A group of Black and White abolitionists in Syracuse, New York, broke into a public building and released William “Jerry” Henry around 171 years ago, with the help of townspeople. Jerry, 40, had escaped slavery in Mississippi 17 years before and was working as a barrel maker in Syracuse when he was caught at work by U.S. Marshals on October 1, 1851, and hauled to the Townsend Block along the Erie Canal for a hearing.
He was initially accused of theft, but when he was placed in manacles, he was informed that he was being arrested under the Fugitive Slave Act, which was part of the 1850 Compromise. Even if slaves were in a free state, the statute demanded that they be returned to their masters. The statute also stated that the federal government was in charge of tracking down, returning, and prosecuting fugitive slaves.
The anti-slavery Liberty Party was having its New York State Convention in Syracuse on the day of Jerry’s arrest. When members of the party and other members of the local community learned about Jerry’s arrest, they decided to have him released from the office of a local United States court commissioner, where he had been sent for arraignment. Their first attempt to liberate Jerry was unsuccessful, as he was quickly apprehended after escaping to the street in shackles.
Jerry was taken to the local courtroom jail by law officials after his failed effort at eluding capture. It was there that the abolitionists plotted their second strategy to free Jerry.
Thousands of people gathered in front of the building where Jerry was being held, including members of the Liberty Party who were in town for the anti-slavery convention. The crowd of roughly 2,500 people burst into the jail, liberated Jerry, and helped him flee to Canada after getting a signal from their leaders.

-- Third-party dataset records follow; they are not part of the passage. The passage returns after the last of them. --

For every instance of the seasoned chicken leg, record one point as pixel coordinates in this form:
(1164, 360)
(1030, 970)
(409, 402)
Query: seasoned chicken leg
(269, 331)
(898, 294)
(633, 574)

The plan to release Jerry was led by two preachers, according to the Onondaga Historical Association. Jermaine Loguen, a former slave from Tennessee who went on to become a Methodist clergyman in Syracuse, and Samuel May, a Unitarian minister, were the two men. After the initial attempt to release Jerry failed, they devised a new strategy.

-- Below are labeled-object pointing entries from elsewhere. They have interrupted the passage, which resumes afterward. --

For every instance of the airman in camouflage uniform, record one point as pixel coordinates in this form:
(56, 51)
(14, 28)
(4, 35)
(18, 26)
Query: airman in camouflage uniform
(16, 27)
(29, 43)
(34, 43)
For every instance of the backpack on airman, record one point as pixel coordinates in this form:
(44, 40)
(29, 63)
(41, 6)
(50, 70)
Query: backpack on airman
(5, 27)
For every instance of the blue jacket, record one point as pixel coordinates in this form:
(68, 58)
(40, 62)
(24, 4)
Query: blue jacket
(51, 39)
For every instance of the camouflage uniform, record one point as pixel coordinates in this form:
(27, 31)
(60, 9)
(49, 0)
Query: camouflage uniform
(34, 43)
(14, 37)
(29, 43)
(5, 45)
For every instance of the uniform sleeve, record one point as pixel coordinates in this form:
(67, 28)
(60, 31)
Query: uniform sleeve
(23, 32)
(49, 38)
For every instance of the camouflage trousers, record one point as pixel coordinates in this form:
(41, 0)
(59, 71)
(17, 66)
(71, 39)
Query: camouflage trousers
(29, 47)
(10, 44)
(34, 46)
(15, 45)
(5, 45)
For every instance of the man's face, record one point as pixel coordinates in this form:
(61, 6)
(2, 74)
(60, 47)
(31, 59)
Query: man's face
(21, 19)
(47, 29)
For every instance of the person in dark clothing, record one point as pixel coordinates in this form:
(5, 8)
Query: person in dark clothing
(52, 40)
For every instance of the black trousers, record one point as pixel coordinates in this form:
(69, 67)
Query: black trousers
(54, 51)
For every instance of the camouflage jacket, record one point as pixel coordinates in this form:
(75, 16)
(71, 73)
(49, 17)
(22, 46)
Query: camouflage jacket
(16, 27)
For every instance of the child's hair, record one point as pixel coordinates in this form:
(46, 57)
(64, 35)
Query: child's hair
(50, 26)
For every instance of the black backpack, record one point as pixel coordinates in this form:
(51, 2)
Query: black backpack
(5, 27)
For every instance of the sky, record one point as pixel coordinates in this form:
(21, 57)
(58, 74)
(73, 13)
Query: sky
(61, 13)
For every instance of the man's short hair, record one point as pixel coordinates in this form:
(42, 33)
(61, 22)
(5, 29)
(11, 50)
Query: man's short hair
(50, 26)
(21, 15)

“A large crowd assembled in the street, this time armed for a more serious rescue attempt,” according to New York History Net. The door was smashed in with a battering ram, and despite one of the deputy marshals firing pistol shots through the window, it became evident that the crowd was too numerous and determined to be opposed. One deputy marshal fractured his arm jumping from a window to flee the crowd after the prisoner was surrendered. The injured prisoner was brought to Oswego, where he crossed Lake Ontario into Canada and secreted for several days at the home of a local butcher known for his anti-abolitionist sentiments.”

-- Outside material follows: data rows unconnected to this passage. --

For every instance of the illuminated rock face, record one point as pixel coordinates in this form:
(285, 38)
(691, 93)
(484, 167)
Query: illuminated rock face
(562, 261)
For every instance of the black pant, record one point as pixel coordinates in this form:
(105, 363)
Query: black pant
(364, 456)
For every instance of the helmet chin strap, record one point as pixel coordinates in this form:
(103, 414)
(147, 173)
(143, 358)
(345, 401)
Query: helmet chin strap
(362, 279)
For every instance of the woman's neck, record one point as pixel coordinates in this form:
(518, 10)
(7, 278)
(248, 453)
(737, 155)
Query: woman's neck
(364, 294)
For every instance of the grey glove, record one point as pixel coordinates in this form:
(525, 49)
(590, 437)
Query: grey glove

Jerry spent the remainder of his life as a free man in Canada. According to the Syracuse University Special Collections Research Center, his rescue was hailed as “one of the major achievements of the antislavery struggle,” and it “became a vital part of the lore and planning of abolitionists in the region.”
Rev. Samuel J. May gave the following speech to the Onondaga County Convention of Citizens two weeks after the legendary rescue, demonstrating how enthralled the public was to see Jerry released:
“But when the people saw a man dragged through the streets, chained and held down in a cart by four or six others who were upon him; treated as if he were the worst of felons; and learned that it was only because he had assumed to be what God made him to be, a man, and not a slave—when this came to be known throughout the streets, there was a mighty throbbing of the public heart; an all but unanimous uprising against the outrage. There was no concert of action except that to which a common humanity impelled the people. Indignation flashed from every eye. Abhorrence of the Fugitive Slave Bill poured in burning words from every tongue. The very stones cried out.”